Disturbo Disintegrativo dell’Infanzia
E’ un disturbo molto raro che esordisce di solito dopo i 2 anni di età e più frequentemente dopo i 3 o 4 anni. I casi accertati pubblicati in letteratura sono solo 120. Tutte le indagini ne
riportano percentuali molto basse e una rassegna recente suggerisce che la percentuale media del disturbo sia di 1 o 2 / 100.000, molto meno frequente dell’autismo.
Indagini sulla Sindrome di Asperger.
Due studi svedesi su campioni esigui ne hanno indicato una prevalenza, ma con una precisione molto limitata. Sulla base di questi studi quindi non è possibile trarre conclusioni. Se consideriamo le indagini recenti incentrate contemporaneamente sull’autismo e sulla sindrome di Asperger possiamo vedere che in 6 studi il tasso di Sindrome di Asperger è 4 volte inferiore al tasso di autismo.
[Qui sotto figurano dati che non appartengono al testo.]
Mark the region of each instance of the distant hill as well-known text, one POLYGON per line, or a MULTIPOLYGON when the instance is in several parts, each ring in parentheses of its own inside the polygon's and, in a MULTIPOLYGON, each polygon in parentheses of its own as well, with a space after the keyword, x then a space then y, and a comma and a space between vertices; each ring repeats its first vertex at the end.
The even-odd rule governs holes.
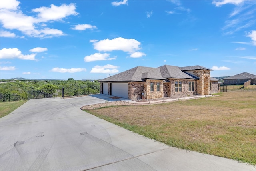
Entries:
POLYGON ((11 78, 10 80, 24 80, 29 79, 26 79, 26 78, 22 78, 22 77, 16 77, 15 78, 11 78))

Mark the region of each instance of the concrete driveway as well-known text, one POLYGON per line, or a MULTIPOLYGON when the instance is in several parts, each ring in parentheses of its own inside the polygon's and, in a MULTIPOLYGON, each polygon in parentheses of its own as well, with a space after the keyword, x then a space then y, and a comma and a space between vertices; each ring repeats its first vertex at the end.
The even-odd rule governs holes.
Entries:
POLYGON ((256 171, 237 161, 167 146, 80 109, 126 99, 109 97, 30 100, 1 118, 0 170, 256 171))

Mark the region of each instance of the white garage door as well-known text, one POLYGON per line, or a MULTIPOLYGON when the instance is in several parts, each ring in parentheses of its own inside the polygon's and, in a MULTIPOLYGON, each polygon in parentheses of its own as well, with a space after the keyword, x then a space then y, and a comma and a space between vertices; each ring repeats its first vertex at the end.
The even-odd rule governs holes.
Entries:
POLYGON ((103 93, 108 95, 108 83, 103 83, 103 93))
POLYGON ((128 83, 112 83, 111 87, 112 95, 128 98, 128 83))

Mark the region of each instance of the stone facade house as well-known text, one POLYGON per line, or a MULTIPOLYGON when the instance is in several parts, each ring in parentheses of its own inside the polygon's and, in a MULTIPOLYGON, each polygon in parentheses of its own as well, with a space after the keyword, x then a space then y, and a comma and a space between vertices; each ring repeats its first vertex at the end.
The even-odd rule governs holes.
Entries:
POLYGON ((226 85, 241 85, 248 81, 250 81, 250 85, 256 84, 256 76, 246 72, 226 78, 224 80, 226 85))
POLYGON ((218 80, 200 66, 158 68, 138 66, 98 81, 100 93, 131 100, 179 98, 220 92, 218 80))

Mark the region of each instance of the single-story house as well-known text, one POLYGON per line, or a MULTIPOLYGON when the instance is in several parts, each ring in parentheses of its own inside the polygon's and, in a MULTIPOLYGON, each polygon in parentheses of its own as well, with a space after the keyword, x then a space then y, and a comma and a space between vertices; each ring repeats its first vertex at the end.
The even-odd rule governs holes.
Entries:
POLYGON ((256 84, 256 76, 246 72, 230 76, 224 79, 224 84, 226 85, 241 85, 248 81, 250 81, 250 85, 256 84))
POLYGON ((138 66, 98 81, 100 93, 131 100, 180 98, 220 92, 212 70, 199 65, 158 68, 138 66))

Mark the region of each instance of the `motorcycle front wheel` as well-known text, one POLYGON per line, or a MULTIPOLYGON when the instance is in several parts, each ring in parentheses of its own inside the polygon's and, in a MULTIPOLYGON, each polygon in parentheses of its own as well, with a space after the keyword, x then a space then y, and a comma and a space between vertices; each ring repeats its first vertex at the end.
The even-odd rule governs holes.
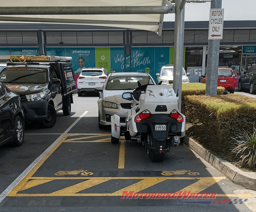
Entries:
MULTIPOLYGON (((152 134, 148 134, 147 138, 147 145, 150 147, 152 147, 153 142, 156 142, 154 139, 152 134)), ((152 162, 162 162, 164 160, 164 154, 156 154, 153 152, 152 149, 147 149, 147 153, 149 156, 149 160, 152 162)))

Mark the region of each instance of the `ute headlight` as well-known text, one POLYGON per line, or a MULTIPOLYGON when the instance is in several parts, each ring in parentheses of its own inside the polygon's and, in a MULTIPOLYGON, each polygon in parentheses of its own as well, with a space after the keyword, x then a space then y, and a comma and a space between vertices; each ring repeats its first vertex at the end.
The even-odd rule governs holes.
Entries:
POLYGON ((44 90, 38 93, 26 95, 26 98, 28 101, 43 100, 45 98, 47 93, 45 90, 44 90))
POLYGON ((102 106, 104 107, 107 107, 108 108, 113 108, 115 109, 117 109, 117 106, 116 104, 114 102, 108 102, 106 101, 103 101, 102 103, 102 106))

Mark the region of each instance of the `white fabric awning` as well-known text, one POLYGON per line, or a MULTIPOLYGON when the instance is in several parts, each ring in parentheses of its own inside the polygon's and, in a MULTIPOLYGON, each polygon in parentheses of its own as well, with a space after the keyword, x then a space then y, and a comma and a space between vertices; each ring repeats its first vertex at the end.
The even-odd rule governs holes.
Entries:
POLYGON ((167 0, 2 0, 0 24, 20 21, 71 23, 161 33, 164 14, 174 13, 173 6, 167 0))

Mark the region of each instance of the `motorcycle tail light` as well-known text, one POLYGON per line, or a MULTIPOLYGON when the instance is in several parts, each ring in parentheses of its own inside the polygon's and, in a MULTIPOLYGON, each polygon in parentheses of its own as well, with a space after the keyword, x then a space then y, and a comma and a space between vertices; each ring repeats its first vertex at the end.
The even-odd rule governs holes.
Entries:
POLYGON ((170 117, 172 119, 176 119, 178 122, 183 122, 183 117, 176 110, 173 110, 170 114, 170 117))
POLYGON ((150 118, 150 116, 151 114, 150 112, 148 110, 145 110, 136 115, 134 119, 134 121, 137 123, 140 123, 142 120, 150 118))

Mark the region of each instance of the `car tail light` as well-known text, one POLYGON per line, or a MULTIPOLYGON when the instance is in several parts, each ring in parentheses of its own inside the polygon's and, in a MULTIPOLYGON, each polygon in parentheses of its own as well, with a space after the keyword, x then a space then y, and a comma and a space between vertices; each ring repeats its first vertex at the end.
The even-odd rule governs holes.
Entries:
POLYGON ((151 116, 151 114, 150 112, 148 110, 145 110, 136 115, 134 119, 134 121, 137 123, 140 123, 142 120, 150 118, 151 116))
POLYGON ((172 119, 176 119, 178 122, 183 122, 183 117, 176 110, 173 110, 170 114, 170 117, 172 119))

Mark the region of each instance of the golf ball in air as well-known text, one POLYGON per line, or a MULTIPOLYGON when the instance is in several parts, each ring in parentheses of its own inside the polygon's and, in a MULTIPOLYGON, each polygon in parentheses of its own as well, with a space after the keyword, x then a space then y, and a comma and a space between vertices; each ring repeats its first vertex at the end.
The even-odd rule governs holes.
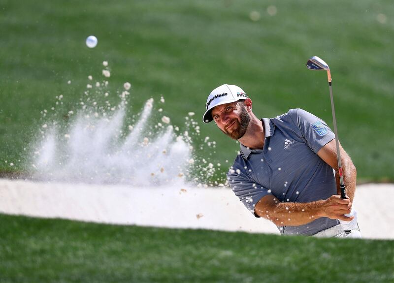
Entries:
POLYGON ((90 48, 93 48, 96 47, 96 45, 97 45, 97 37, 94 35, 88 36, 86 38, 86 46, 90 48))

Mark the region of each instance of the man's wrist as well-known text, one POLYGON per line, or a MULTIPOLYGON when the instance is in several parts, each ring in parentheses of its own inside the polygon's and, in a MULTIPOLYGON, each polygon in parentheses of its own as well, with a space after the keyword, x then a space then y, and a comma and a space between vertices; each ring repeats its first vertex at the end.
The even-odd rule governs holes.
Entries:
POLYGON ((318 200, 316 205, 316 216, 318 217, 326 217, 326 213, 324 210, 324 205, 326 203, 325 200, 318 200))

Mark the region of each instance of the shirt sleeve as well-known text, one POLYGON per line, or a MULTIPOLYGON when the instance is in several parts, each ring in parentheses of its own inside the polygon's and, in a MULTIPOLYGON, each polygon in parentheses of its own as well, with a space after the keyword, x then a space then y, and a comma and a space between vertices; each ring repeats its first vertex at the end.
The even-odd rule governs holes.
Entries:
POLYGON ((335 138, 334 133, 323 120, 304 110, 295 110, 292 117, 293 121, 298 124, 302 137, 315 153, 317 153, 335 138))
POLYGON ((245 173, 235 168, 227 173, 227 180, 232 191, 248 210, 256 217, 255 207, 261 198, 268 194, 268 189, 250 180, 245 173))

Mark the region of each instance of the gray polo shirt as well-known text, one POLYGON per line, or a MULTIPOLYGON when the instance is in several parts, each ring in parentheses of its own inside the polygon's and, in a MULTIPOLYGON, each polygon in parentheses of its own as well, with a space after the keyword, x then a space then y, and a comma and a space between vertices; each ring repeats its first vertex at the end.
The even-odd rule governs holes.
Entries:
MULTIPOLYGON (((255 206, 267 195, 281 202, 310 202, 336 194, 332 168, 316 154, 335 138, 324 121, 300 109, 262 121, 263 149, 241 144, 227 174, 231 189, 251 212, 259 217, 255 206)), ((322 217, 306 224, 278 228, 282 234, 311 235, 339 223, 322 217)))

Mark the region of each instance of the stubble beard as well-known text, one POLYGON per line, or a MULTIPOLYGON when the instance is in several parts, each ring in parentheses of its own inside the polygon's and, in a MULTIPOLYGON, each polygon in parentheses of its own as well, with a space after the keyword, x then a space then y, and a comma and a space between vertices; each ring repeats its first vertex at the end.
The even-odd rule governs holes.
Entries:
MULTIPOLYGON (((231 132, 230 132, 229 130, 226 128, 225 128, 224 130, 222 130, 222 131, 232 139, 239 139, 242 137, 245 134, 245 133, 246 132, 246 130, 248 129, 248 126, 250 122, 250 117, 249 117, 249 113, 244 105, 241 105, 241 112, 239 114, 239 120, 240 121, 238 121, 237 119, 235 119, 235 122, 234 122, 234 124, 231 126, 231 128, 233 129, 231 132)), ((232 122, 233 121, 231 121, 230 124, 231 124, 232 122)))

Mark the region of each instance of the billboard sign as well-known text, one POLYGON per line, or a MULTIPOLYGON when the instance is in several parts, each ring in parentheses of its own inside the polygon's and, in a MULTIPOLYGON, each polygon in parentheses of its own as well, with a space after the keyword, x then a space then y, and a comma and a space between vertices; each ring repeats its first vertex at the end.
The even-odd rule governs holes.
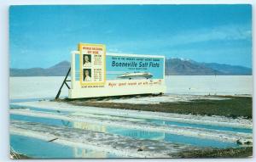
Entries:
POLYGON ((106 53, 105 45, 80 43, 71 63, 70 98, 166 92, 164 56, 106 53))

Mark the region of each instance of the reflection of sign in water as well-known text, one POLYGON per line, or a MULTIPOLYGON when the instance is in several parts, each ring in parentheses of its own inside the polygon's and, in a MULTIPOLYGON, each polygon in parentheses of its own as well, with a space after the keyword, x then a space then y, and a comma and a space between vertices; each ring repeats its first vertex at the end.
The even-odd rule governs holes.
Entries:
POLYGON ((79 44, 80 84, 104 85, 106 81, 106 47, 102 44, 79 44))

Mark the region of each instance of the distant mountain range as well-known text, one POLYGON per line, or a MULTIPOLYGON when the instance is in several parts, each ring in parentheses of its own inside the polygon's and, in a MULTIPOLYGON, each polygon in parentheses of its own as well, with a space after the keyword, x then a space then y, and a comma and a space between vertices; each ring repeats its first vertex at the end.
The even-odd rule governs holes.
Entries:
MULTIPOLYGON (((62 61, 49 68, 10 69, 10 76, 62 76, 70 63, 62 61)), ((166 75, 251 75, 252 69, 217 63, 199 63, 189 59, 166 59, 166 75)))
POLYGON ((166 59, 166 75, 251 75, 252 69, 218 63, 199 63, 190 59, 166 59))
Sono necessari ulteriori studi sulla Sindrome di Asperger, ma poiché la sindrome è stata introdotta nella nosografia nei primi anni ’90 mancano indagini epidemiologiche accurate incentrate sulla sindrome di Asperger. Inoltre, persistono difficoltà e controversie su come tracciare una linea di demarcazione fra la Sindrome di Asperger e l’autismo ad alto funzionamento da una parte, e fra Sindrome di Asperger e PDDNOS o quadri funzionali più normali dall’altra.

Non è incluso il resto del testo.